Summary of Chapter Three: The Triple Convergence
The ten flatteners had been around since the 1990s, but around 2000, technologies began to converge in their usage, creating a more horizontal means of creating value, as they connected to one another. Friedman calls the first result, convergence #1, a global platform for collaboration. The new platform alone cannot change things, however. Horizontal platforms mean manufacture has to be redesigned. Management has to be redesigned. Globalization 3.0 with the ten flatteners plus PCs, fiber optics, and work-flow software on Internet, mean a shift from top-down thinking. Value is not created from vertical flow but horizontal flow. This is convergence #2. Now, in the free-market game people from China, India, Russia, East Europe, Latin America, and Central Asia can play without leaving home. There are three billion new players in the game, who had been shut out before. This is convergence #3.
Friedman says that he and most Americans missed these important events because there was another triple convergence that caused a smoke screen to divert attention. The dot-com bubble, 9/11, and the Enron corporate scandal grabbed media attention. American politicians used these negative events, says Friedman, to make the public stupid instead of educating it to what was really going on in the world. The global triple convergence he outlines was far more important than local scandal.

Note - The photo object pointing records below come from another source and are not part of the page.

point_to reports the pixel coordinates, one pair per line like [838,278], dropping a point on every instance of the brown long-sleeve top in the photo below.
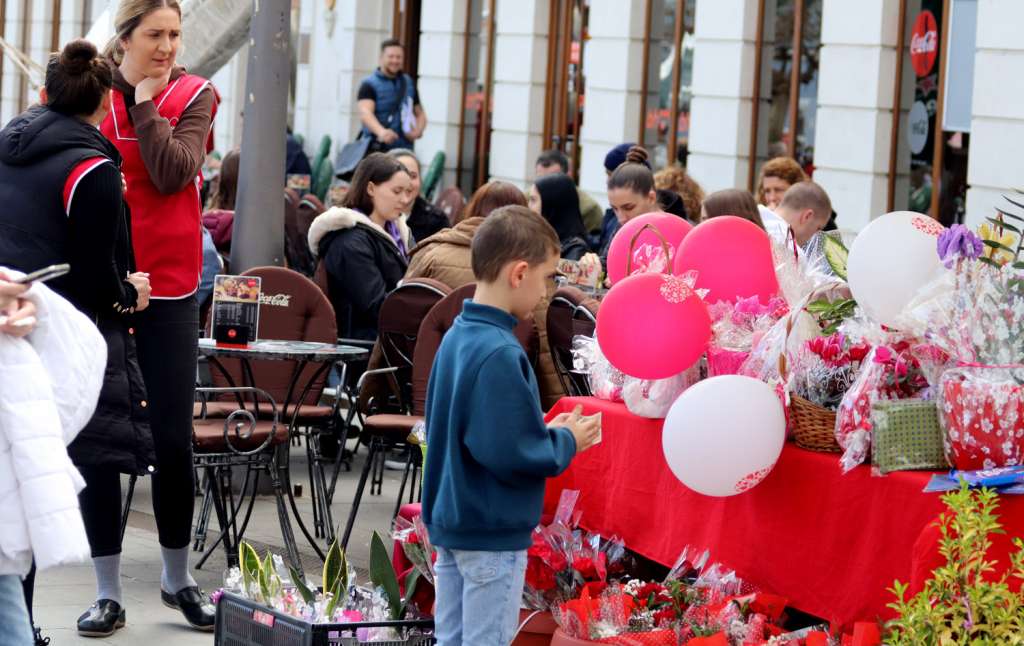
[172,156]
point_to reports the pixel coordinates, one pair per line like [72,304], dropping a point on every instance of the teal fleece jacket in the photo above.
[488,449]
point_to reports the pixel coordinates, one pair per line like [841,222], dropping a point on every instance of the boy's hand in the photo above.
[587,432]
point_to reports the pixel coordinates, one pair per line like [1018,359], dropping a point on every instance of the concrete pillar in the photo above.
[441,53]
[997,120]
[520,71]
[855,102]
[725,37]
[613,71]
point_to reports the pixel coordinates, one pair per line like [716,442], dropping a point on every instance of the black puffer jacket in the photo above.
[38,151]
[426,219]
[363,263]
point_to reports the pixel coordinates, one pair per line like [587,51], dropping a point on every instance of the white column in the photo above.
[613,71]
[344,47]
[725,37]
[997,122]
[855,101]
[520,70]
[442,27]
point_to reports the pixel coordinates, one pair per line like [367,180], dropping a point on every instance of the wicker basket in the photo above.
[813,426]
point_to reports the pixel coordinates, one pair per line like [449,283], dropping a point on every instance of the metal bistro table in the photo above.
[303,353]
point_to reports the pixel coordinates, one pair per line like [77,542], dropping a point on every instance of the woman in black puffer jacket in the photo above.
[61,190]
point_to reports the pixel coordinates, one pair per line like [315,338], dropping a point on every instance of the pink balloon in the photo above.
[652,326]
[732,257]
[647,253]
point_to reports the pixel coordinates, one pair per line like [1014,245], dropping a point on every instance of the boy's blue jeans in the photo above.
[14,627]
[478,597]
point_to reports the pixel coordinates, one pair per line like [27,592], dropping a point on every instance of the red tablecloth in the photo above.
[832,544]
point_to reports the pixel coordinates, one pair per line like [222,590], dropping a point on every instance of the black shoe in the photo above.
[40,640]
[194,606]
[101,619]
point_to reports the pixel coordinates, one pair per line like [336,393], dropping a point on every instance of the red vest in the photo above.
[166,229]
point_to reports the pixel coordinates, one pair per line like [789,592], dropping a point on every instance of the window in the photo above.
[786,81]
[668,74]
[564,89]
[926,80]
[477,84]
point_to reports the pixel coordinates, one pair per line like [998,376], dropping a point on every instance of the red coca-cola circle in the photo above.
[924,43]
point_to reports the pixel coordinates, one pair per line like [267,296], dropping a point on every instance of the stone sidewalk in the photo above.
[61,595]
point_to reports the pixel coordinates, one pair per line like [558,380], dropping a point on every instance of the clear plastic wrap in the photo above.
[653,398]
[981,411]
[605,381]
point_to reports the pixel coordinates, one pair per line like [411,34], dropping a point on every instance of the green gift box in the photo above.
[906,436]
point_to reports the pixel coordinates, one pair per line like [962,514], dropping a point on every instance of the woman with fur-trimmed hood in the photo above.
[364,245]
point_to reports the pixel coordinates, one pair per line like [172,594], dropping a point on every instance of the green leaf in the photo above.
[382,574]
[300,585]
[249,564]
[1001,224]
[334,566]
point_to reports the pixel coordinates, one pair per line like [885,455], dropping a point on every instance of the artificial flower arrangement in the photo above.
[696,603]
[335,599]
[736,328]
[564,559]
[975,314]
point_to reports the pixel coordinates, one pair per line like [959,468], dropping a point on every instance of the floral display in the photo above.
[564,559]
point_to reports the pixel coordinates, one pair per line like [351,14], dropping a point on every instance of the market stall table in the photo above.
[832,544]
[324,355]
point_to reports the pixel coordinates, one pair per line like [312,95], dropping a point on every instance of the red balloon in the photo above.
[647,253]
[732,257]
[652,326]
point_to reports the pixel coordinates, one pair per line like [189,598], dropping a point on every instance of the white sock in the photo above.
[175,576]
[108,576]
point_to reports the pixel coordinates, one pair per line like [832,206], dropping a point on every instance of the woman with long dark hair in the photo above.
[555,198]
[365,244]
[77,216]
[161,121]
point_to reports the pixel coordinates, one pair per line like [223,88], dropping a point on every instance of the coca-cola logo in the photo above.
[924,43]
[275,300]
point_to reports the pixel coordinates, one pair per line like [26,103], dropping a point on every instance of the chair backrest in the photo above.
[435,326]
[452,202]
[570,313]
[292,308]
[398,326]
[297,251]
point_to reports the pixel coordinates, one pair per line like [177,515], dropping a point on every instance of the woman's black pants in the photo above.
[166,338]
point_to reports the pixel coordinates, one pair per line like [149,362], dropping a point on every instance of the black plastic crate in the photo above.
[245,622]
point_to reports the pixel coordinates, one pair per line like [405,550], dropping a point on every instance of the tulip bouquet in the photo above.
[564,559]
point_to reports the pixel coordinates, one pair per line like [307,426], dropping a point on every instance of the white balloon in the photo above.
[891,260]
[724,434]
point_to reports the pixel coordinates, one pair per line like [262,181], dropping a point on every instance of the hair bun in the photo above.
[637,155]
[77,56]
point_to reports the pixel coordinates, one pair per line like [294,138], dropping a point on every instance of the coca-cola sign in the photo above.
[924,43]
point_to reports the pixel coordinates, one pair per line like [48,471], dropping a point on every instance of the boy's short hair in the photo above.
[508,234]
[808,195]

Commentary on Chapter Three: The Triple Convergence
Friedman names a number of convergences in technology. In Chapter One the triple convergence was PCs, fiber-optic cable, and work-flow software. Here he expands on those implications, showing that these breakthroughs led to another triple convergence he calls a global platform for work, horizontal reorganization, and new players in the game. These developments seem to have caught people by surprise because they were not always getting the right updates from the news.
The three smoke screens played up in the media in the last decade or so scared people into wanting to be conservative and thinking they could retreat to the past. The first was the over-investment in fiber-optic cable that led to a market crash on tech start-up companies in the 1990s, making the public less excited about technological innovation as a source of wealth. The terrorist attacks by al-Qaeda inside the United States on 9/11/ 2001 made Americans want to close their borders and keep everyone out. The Enron scandal in 2001 unmasked corporate corruption and dysfunction hidden by dishonest accounting methods. Enron, a large energy company in Houston, Texas, and Arthur Andersen Accounting both went bankrupt and disappeared overnight. Millions of investors, including people with pensions, lost their savings. This led to a lack of confidence in a deregulated market that seemed to favor greedy corporations.

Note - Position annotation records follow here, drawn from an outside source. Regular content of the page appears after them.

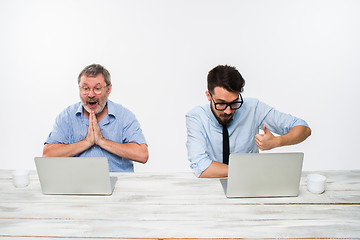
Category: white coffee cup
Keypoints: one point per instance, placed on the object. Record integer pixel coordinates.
(316, 183)
(21, 177)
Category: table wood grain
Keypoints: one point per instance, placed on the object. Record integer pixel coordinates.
(180, 206)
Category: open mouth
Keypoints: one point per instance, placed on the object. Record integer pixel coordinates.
(92, 104)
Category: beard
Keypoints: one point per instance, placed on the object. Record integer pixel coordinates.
(222, 118)
(90, 103)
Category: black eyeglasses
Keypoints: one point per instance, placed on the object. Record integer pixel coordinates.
(233, 105)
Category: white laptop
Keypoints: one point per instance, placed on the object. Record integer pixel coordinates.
(263, 175)
(75, 175)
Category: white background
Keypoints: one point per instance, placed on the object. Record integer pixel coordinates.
(302, 57)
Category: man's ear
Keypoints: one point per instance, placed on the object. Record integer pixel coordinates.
(208, 95)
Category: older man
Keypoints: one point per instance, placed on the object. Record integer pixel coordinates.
(97, 127)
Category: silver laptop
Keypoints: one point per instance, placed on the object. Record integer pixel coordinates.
(263, 175)
(75, 175)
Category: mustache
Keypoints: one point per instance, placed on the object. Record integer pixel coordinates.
(94, 99)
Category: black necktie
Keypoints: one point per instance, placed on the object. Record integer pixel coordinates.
(226, 148)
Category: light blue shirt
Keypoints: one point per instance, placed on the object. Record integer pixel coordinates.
(204, 133)
(120, 125)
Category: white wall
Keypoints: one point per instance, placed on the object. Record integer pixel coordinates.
(303, 57)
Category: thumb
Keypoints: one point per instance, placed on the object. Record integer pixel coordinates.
(265, 129)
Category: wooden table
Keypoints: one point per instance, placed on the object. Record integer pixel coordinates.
(178, 205)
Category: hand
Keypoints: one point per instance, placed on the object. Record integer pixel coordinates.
(266, 141)
(98, 138)
(90, 138)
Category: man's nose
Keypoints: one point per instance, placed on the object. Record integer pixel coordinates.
(227, 110)
(91, 93)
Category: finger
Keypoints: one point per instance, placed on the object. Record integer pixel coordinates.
(265, 129)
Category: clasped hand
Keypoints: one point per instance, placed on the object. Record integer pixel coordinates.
(94, 133)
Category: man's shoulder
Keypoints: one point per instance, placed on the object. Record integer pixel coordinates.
(118, 110)
(198, 110)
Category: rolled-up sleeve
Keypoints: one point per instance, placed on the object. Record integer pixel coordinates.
(276, 121)
(196, 144)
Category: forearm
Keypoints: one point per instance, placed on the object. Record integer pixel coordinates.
(215, 170)
(65, 150)
(132, 151)
(296, 135)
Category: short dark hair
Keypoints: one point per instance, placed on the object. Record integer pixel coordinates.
(227, 77)
(95, 69)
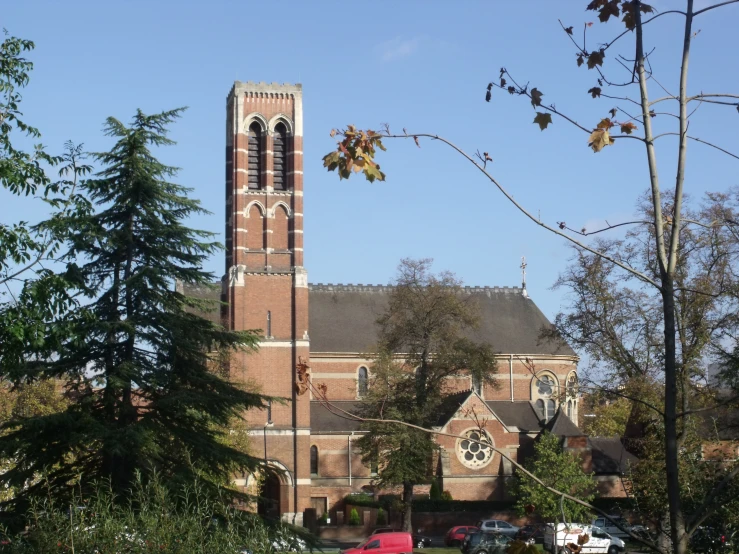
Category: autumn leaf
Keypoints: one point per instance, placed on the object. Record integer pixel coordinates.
(536, 97)
(628, 127)
(543, 119)
(596, 58)
(599, 139)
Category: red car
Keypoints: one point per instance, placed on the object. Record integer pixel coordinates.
(456, 535)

Summary of Chapter Four: The Great Sorting Out
Society is starting to experience “the great sorting out” (p. 254) as the world goes from vertical command-and-control to horizontal connect-and-collaborate functioning. Friedman shows that this process has been a long one ever since Karl Marx started talking about it in The Communist Manifesto in 1848 when he predicted that capitalism and its technological inventions would flatten the earth and eliminate distinctions between countries (a necessary prelude to communism, he thought). Friedman thinks what will rise in the world will be blended models that include nations, corporations, individuals and computer networks. In the new world, the definition of exploiter and exploited gets tricky, since America's use of cheaper engineers in China and India is also a form of empowerment and rise of the middle class in those countries. It is also not clear where a company starts and stops because pieces of a product are made all over the world and then assembled. Dell, for instance, is in Malaysia, Taiwan, China, Ireland, India, and the United States.
Commentary on Chapter Four: The Great Sorting Out
Friedman brings up some issues associated with the sorting out going on in Globalization 3.0. The old walls, distinctions, and categories are disappearing. Job distinctions are lost, for instance, when executives no longer need secretaries or research assistants. They write their own e-mails and do their own searches. Another question involves the ownership of intellectual property. What is collaboration and what is theft? Patent law that favors individual inventions will have to address cross-licensing, such as with computer parts. The law also has to take into consideration open-source inventions. Selling has changed with less face-to-face contact, and the middle man has been largely removed. Friedman brings up changing aspects that everyone has become aware of with the global network but that have not been completely assimilated or thought through.